A worship band with roots deep in the church, Pocket Full of Rocks has developed a reputation for birthing new worship songs during the middle of a worship service. Alisa Farren describes her husband as more of a ‘song-receiver’ than a ‘song-writer.’ Three songs, “At The Cross,” “You’re My Everything” and "Call You Beautiful" were all spontaneously created during congregational worship settings, she says.

“But that doesn’t mean the rest of them were premeditated,” Alisa continues. “They were all spontaneously birthed in their own right, just not in a public setting.”

“At The Cross” was birthed two years ago at a youth camp,” Farren adds. “While many of the songs we write in such a corporate setting tend to be vertical worship songs, “At The Cross” is much more of a declaration. There is a place of freedom, and it doesn’t matter how dark your sin or how strong your addiction. He did go to the cross and He did pay for our sin. He bought our freedom.

“Even the Worst of Us,” on the other hand, was birthed on a Sunday afternoon in late November while Farren pondered the band’s upcoming album. “I sat there thinking, ‘Lord I’m supposed to be doing an album, and I can’t do it without You. I am desperate for You.’ I believe these songs are really what Manifestois all about. It is about Truth whether we feel like it or not.”

“I don’t want to spend another year leading worship if it does not produce eternal fruit in the lives of the worshippers. So if I’m going to do this, then I am begging God to teach me what Truth is, personally, and that He would empower me to impart that Truth in the safety of the time of worship. What better place to impart the truth than in the presence of Truth?”
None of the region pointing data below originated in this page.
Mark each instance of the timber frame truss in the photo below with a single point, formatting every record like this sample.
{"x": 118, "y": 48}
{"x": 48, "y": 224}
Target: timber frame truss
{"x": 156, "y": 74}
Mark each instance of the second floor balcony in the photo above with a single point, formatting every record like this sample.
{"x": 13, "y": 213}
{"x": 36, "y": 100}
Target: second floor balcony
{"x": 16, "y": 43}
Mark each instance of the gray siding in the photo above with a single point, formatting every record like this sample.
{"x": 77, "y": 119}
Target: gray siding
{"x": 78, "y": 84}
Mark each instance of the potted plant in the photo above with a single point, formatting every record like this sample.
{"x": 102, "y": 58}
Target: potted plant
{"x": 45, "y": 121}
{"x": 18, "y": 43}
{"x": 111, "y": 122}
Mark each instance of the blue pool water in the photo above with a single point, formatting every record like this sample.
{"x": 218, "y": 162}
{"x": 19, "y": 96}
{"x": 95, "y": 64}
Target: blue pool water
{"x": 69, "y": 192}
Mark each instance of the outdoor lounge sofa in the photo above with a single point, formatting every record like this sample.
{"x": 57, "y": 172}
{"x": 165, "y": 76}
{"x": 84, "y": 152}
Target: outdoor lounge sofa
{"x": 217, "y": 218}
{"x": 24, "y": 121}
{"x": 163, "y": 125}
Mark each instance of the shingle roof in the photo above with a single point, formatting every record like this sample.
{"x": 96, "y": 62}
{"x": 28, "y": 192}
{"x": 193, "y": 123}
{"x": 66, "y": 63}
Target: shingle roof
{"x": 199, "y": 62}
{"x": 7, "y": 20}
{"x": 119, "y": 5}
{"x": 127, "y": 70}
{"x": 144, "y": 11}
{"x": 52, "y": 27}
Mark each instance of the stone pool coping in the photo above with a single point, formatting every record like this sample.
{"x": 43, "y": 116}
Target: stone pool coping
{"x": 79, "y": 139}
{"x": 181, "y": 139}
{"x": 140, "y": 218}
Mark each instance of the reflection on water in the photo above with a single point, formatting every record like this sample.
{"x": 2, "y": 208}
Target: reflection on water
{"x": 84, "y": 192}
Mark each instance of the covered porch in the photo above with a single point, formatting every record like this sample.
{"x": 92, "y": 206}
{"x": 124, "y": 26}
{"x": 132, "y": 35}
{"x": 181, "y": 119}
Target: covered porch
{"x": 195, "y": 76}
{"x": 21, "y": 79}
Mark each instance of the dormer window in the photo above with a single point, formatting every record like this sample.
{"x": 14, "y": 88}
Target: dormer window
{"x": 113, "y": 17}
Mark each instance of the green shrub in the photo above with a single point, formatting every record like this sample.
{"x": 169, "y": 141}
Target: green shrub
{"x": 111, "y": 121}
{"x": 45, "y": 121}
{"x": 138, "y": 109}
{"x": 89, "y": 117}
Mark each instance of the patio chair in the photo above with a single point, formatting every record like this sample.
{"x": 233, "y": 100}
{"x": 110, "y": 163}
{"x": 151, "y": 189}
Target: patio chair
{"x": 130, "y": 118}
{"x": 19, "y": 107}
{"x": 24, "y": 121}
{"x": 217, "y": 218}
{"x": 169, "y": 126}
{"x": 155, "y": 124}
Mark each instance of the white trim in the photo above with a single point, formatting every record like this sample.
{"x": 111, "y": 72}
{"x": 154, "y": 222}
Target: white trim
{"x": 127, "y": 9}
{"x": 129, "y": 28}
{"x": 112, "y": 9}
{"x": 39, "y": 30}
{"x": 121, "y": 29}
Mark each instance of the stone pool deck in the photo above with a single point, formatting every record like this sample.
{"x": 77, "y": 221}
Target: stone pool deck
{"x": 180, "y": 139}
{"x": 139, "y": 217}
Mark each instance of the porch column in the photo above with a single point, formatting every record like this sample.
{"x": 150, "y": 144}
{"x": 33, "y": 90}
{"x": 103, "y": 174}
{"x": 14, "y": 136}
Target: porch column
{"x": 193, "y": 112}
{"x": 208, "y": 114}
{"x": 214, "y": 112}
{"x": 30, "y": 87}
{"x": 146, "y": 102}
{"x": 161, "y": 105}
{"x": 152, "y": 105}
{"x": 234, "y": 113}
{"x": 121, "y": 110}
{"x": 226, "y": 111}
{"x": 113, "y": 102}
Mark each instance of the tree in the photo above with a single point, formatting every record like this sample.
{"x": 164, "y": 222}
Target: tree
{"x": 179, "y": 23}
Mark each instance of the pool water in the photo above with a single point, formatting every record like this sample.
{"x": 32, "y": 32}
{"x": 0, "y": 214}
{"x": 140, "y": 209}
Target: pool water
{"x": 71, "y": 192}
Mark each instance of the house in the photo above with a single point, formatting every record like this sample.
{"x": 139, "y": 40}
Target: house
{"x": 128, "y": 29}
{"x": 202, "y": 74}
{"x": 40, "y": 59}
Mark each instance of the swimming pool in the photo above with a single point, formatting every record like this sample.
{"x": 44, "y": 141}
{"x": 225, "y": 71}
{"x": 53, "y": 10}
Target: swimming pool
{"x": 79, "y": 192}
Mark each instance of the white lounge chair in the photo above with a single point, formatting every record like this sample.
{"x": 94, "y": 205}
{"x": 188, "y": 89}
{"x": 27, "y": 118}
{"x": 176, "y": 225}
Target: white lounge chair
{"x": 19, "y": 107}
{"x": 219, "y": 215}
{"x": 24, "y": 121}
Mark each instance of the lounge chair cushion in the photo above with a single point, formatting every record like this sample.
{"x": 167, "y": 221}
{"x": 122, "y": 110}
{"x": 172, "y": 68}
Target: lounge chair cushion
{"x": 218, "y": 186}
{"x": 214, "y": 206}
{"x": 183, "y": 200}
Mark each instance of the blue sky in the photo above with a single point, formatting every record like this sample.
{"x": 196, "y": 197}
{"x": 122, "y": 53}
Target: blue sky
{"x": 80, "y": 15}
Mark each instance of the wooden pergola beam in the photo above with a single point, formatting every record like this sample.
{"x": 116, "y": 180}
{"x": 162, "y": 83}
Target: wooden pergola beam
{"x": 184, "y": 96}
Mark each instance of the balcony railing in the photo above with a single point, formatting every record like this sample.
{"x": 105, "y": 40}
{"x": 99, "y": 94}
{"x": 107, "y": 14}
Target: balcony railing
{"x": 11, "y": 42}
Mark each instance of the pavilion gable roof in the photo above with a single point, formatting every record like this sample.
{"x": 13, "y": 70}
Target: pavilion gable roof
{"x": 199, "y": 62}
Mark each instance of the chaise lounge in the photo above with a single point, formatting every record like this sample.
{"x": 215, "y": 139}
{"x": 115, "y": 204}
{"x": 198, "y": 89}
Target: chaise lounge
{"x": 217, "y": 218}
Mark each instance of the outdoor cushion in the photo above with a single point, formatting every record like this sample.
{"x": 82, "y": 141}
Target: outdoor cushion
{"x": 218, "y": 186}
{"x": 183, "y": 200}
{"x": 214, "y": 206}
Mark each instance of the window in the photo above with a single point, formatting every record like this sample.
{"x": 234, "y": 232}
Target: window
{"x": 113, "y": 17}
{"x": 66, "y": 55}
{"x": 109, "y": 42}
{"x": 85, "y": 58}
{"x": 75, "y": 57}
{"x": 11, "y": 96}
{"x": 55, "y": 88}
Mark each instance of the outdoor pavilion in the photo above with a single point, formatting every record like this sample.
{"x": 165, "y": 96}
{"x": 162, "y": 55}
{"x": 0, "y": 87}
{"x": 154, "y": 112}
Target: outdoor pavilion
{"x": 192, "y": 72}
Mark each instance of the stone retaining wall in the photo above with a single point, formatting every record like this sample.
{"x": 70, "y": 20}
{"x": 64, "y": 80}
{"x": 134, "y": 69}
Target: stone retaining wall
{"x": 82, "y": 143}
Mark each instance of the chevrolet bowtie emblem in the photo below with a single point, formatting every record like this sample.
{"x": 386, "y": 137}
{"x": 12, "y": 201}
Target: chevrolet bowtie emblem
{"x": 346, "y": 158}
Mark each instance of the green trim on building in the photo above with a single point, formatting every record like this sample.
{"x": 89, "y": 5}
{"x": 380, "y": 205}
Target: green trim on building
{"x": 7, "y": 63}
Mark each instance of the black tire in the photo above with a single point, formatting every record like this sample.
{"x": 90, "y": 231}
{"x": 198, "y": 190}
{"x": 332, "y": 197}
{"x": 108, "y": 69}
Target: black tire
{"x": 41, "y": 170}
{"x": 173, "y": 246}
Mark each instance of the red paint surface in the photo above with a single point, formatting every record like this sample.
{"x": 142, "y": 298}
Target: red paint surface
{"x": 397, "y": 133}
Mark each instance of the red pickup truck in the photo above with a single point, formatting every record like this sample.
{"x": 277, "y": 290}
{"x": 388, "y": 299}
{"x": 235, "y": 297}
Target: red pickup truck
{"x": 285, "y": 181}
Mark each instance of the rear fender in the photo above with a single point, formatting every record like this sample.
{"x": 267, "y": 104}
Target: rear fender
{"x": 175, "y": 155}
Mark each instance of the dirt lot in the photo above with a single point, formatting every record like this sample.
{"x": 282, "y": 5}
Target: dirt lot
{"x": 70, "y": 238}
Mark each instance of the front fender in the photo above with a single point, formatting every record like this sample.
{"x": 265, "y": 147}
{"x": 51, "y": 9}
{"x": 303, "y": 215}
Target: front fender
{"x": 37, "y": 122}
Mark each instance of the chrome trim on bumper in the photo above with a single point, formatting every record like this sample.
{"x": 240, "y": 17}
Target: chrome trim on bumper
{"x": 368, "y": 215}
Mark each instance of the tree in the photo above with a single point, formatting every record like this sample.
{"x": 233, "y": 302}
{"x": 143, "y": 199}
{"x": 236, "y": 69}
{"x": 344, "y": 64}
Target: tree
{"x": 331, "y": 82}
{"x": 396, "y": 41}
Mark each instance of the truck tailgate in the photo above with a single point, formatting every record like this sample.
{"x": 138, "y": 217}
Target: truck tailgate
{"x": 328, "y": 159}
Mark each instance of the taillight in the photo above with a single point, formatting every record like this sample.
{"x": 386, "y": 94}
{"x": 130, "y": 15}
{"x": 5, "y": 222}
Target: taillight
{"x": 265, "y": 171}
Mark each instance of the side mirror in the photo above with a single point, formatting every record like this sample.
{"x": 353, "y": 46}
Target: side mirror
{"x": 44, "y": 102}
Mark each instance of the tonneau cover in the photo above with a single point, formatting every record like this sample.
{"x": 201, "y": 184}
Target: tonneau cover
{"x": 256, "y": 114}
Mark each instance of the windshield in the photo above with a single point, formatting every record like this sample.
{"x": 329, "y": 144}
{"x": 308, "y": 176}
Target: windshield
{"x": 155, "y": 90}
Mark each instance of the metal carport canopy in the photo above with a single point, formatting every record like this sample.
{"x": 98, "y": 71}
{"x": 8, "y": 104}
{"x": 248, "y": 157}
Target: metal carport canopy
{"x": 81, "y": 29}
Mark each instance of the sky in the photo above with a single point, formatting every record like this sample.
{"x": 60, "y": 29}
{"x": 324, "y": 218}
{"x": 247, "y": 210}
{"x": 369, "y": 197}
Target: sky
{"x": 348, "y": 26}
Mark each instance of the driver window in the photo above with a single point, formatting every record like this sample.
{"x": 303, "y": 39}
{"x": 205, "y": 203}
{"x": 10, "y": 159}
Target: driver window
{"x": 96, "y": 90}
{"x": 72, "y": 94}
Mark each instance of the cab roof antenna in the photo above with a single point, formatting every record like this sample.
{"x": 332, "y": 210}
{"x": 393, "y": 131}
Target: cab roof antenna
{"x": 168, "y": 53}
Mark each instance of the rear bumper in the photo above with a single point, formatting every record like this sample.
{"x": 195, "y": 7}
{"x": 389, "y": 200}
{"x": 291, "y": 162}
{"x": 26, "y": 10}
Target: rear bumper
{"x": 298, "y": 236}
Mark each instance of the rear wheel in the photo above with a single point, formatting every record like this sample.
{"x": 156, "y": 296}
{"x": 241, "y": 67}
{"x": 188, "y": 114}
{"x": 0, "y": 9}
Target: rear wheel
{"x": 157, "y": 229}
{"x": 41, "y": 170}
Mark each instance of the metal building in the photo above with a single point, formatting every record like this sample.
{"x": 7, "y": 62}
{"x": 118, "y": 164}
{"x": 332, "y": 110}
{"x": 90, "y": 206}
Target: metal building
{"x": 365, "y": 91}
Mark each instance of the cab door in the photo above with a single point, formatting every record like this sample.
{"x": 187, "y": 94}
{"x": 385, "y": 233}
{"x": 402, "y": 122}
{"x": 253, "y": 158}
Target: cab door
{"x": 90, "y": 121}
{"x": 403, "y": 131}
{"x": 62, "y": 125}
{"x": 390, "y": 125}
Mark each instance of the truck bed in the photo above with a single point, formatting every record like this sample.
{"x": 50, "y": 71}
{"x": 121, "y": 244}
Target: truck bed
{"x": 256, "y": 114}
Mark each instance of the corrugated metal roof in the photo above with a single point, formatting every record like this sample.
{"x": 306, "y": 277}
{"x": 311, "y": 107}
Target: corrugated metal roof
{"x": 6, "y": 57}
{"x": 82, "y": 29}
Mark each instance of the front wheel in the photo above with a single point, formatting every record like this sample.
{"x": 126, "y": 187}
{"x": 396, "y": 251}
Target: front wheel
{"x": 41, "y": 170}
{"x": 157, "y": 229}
For Pocket Full of Rocks, that is what this album called Manifestois all about. It is an invitation to all who are busted and broken, to hear Heavens manifesto of truth...and forever be changed by it. And in the light of this Divine manifesto, there is an invitation to boldly declare one's own manifesto to the world around us - a personal manifesto of impassioned worship, and unwavering, life-altering truth.